Monday, January 17, 2005

Now I lay me down to sleep...

I've been planning my funeral...again. That may sound morbid but it's not. I find a good deal of pleasure in planning my last party.

I'm not much of a social creature and my funeral may be the only event with me as the center of attention that I will be relaxed enough to enjoy.

Besides, I know when I am going to die. That's right. I took an internet quiz and it said I was going to live until I am 81. When I told LB about the quiz he asked me what I was going to die from. I told him a veneral disease. hahahahah. I wish you could have seen his face. It was priceless. Actually, I don't remember what it said was going to make me sh*t the sheets.

Anyway....

The other day I was sorting through my old c.d.s and came across Carole King's Tapestry. Geez o pete, I hadn't listened to that in years. When it came to the title song it struck me, what a lovely song for a funeral!
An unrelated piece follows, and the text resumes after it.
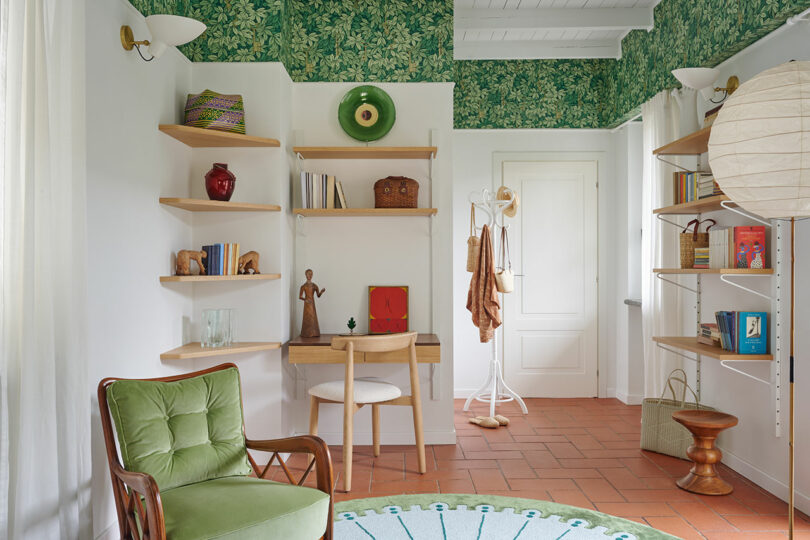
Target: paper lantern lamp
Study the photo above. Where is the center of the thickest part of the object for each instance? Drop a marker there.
(759, 149)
Just to refresh your memory it starts out with:

My life has been a tapestry of rich and royal hue
An everlasting vision of the everchanging view
A wondrous woven magic in bits of blue and gold
A tapestry to feel and see, impossible to hold


Isn't that lovely? Well, then she goes on about some guy in a long coat sitting on a river rock and turning into a toad. Who the hell knows what she is rambling on about? I sure don't but it sounds remarkably like my life.

Then it ends with:

As I watched in sorrow, there suddenly appeared
A figure gray and ghostly beneath a flowing beard
In times of deepest darkness I've seen him dressed in black
Now my tapestry's unravelling, he's come to take me back
He's come to take me back


Is that not the perfect funeral song?

I can just see everyone in my husband's family scratching their heads over that one.
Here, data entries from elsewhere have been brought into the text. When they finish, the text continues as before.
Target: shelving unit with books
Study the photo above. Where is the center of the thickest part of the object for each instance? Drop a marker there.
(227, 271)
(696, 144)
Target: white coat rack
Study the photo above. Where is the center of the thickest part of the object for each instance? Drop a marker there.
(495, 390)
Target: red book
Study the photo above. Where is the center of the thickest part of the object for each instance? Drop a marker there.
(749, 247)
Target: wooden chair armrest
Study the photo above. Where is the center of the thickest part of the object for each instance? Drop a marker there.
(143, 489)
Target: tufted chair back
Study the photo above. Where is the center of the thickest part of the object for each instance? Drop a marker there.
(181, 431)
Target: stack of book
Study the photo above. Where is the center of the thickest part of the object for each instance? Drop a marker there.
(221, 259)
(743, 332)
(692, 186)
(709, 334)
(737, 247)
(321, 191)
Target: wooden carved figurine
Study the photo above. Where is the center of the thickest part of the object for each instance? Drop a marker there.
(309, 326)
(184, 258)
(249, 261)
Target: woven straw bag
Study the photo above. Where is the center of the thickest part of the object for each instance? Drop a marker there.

Oh, oh, oh! I have found the perfect casket:



Tell me that isn't my best shot to get into heaven!

And finally the tombstone. Something simple. No angels, I don't want to push things. Just my name, date I was born and the day of my passing. And underneath I want to make the same statement I have made within 100 miles of leaving home on a trip for the past ten + years.
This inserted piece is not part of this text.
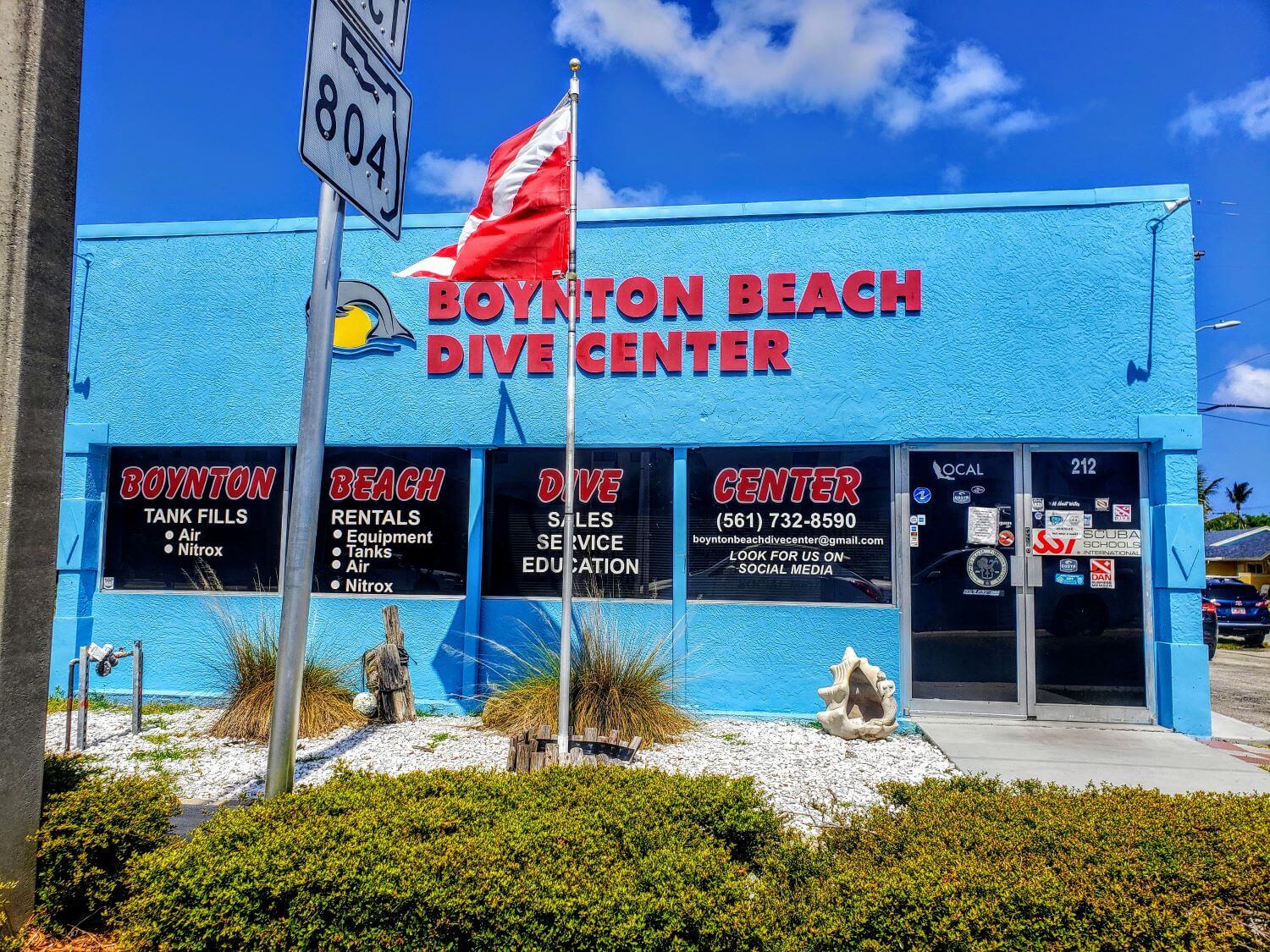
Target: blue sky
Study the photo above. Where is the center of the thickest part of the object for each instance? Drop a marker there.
(190, 112)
I think I left the iron on.


1 Comments:

Blogger Kitty said...

I keep telling you to get that iron that turns itself off -- just like the one we got my mom (she was so fond of fretting over that, too) -- but, knowing you as I do, you'd rather have the 'worry' than the 'assurance'

How about something a little more 'upbeat' like ...
"you caught me; you caught the tater"

that would set everyone on their ears, wouldn't it?